Variations of the term "comprising" should be interpreted as
referring to elements, components, or steps in a non-exclusive
manner, so the referenced elements, components, or steps may be
combined with other elements, components, or steps that are not
expressly referenced. Embodiments referenced as "comprising"
certain elements are also contemplated as "consisting essentially
of" and "consisting of" those elements. The term "consisting
essentially of" and "consisting of" should be interpreted in line
with the MPEP and relevant Federal Circuit interpretation. The
transitional phrase "consisting essentially of" limits the scope of
a claim to the specified materials or steps "and those that do not
materially affect the basic and novel characteristic(s)" of the
claimed invention. "Consisting of" is a closed term that excludes
any element, step or ingredient not specified in the claim. For
example, with regard to sequences "consisting of" refers to the
sequence listed in the SEQ ID NO. and does refer to larger
sequences that may contain the SEQ ID as a portion thereof.

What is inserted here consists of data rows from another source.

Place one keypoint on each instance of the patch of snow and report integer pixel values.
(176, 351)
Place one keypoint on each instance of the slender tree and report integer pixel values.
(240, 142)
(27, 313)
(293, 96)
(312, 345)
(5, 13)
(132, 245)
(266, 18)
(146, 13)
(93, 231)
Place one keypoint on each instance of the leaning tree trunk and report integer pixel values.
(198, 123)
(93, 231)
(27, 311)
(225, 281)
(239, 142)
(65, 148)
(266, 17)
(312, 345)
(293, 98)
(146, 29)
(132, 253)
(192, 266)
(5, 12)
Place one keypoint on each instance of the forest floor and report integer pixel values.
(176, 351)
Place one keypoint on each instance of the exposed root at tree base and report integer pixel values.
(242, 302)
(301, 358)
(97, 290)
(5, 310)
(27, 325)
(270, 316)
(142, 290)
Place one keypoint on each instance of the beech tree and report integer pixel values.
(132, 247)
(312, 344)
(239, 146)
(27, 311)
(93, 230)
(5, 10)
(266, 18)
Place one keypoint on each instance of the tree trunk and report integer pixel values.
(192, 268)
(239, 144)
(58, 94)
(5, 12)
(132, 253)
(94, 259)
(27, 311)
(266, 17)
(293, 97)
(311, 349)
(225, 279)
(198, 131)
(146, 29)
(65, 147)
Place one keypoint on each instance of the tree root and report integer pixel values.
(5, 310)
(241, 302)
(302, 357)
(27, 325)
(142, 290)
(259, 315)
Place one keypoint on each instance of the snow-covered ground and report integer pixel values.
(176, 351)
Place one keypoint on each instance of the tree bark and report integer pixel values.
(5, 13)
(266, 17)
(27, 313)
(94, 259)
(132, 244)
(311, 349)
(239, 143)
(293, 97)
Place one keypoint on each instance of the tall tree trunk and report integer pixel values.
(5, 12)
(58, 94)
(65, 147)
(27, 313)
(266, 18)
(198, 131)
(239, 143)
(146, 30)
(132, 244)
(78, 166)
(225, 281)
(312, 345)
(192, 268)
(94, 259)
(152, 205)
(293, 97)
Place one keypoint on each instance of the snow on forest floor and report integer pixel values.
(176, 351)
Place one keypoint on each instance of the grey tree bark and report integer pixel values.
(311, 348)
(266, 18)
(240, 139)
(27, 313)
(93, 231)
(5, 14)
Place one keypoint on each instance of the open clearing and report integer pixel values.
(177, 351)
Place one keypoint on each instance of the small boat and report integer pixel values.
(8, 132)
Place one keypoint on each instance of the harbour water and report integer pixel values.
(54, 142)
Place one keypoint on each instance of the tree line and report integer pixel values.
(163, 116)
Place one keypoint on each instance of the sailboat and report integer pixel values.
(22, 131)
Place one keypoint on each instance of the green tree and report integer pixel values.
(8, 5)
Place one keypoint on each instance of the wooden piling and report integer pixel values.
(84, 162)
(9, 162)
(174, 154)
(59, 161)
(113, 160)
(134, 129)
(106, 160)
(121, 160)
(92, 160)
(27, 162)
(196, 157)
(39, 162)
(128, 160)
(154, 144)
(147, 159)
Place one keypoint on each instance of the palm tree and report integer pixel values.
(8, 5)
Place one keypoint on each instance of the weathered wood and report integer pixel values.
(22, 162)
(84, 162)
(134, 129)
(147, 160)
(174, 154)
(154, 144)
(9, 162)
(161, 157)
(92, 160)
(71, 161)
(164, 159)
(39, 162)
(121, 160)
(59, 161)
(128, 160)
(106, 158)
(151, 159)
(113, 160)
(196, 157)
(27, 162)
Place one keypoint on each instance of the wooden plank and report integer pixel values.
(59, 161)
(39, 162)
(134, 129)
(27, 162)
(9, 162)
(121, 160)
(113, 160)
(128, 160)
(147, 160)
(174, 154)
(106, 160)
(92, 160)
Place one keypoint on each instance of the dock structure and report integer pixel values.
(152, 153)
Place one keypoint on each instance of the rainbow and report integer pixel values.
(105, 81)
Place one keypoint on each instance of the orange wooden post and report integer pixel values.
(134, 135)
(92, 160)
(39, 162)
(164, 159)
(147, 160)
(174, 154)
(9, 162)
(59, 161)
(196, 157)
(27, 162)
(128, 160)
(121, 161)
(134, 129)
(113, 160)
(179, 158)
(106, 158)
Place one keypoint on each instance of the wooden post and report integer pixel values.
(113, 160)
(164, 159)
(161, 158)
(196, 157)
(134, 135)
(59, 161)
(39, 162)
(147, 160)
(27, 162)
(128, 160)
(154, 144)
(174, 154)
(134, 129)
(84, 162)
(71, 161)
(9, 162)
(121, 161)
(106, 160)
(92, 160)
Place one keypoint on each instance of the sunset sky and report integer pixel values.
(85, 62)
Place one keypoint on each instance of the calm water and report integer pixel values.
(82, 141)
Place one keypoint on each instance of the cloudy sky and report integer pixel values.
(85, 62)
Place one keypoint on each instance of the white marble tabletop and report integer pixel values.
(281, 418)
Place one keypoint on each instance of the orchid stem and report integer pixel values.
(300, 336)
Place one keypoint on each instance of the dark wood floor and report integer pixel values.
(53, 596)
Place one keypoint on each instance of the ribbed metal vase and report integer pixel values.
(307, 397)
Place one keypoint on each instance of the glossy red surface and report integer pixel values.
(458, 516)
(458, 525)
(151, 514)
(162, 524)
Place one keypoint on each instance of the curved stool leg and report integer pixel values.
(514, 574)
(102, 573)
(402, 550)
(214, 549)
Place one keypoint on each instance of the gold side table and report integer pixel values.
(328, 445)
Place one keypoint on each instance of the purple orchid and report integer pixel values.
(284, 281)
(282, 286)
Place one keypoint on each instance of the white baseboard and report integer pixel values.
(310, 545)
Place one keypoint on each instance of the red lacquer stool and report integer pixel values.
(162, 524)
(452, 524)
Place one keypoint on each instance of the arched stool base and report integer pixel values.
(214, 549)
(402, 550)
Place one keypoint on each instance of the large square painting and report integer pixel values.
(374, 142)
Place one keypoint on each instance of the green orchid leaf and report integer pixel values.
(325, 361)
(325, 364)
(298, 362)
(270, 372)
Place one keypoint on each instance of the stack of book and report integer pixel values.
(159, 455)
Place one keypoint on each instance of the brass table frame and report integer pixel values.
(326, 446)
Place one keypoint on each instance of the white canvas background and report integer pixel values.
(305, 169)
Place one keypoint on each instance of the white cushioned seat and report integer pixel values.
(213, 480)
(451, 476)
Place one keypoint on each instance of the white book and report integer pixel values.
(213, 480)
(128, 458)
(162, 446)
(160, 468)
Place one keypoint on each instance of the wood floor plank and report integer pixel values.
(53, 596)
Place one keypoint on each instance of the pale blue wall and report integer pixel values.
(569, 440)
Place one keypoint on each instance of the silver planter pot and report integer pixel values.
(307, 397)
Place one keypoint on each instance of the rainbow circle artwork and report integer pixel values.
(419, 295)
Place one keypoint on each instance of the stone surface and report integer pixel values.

[0049] All publications, patent applications, patents, and other
references mentioned herein are incorporated by reference in their
entirety. In the case of conflict, the present specification,
including definitions, will control.
[0050] Other features and advantages of the invention will be
apparent from the description of the preferred embodiments thereof,
and from the claims. Unless otherwise defined, all technical and
scientific terms used herein have the same meaning as commonly
understood by one of ordinary skill in the art to which this
invention belongs. Although methods and materials similar or
equivalent to those described herein can be used in the practice or
testing of the present invention, suitable methods and materials
are described below. In addition, the materials, methods, and
examples are illustrative only and not intended to be limiting.
EXAMPLES
Example 1
[0051] In the following example, the inventors describe the
generation of their anti-PEG antibody animal model, particularly a
mouse model. By injecting mice with PEG chains of a variety
molecular weights, in both free and nanoparticle form, they have
better defined the conditions in which anti-PEG antibodies are
formed.
Materials and Methods
Animals
[0052] 8 to 12-week-old, male C57BL/6J mice were purchased from
Jackson Labs. All animal protocols were approved by an
Institutional Animal Care and Use Committee (IACUC).
ELISA
[0053] An in-house enzyme-linked immunosorbent assay (ELISA) was
developed to quantify the concentration of anti-PEG IgG in mouse
blood samples. Amine-coated 96-well plates (Life Science) were
incubated with a 4 mM N-hydroxysuccinimide-mPEG 5 kDa, 10 kDa, or
20 kDa (Nanocs) solution for 45 minutes at 37.degree. C. The wells
were washed with PEG Wash Buffer (Life Diagnostics) and blotted
three times. Plates were blocked overnight with 125 ul of PEG
blocking buffer (Life Diagnostics, Inc.) per well and washing was
repeated. Standards of known anti-PEG IgG concentration (0-200
ng/ml) were made by diluting a backbone-specific anti-PEG
monoclonal antibody, clone 1D9-6 (Life Diagnostics, Inc.), in whole
mouse blood. Solutions of unknown and known concentrations were
diluted by half with PEG Blocking Buffer (Life Diagnostics, Inc.).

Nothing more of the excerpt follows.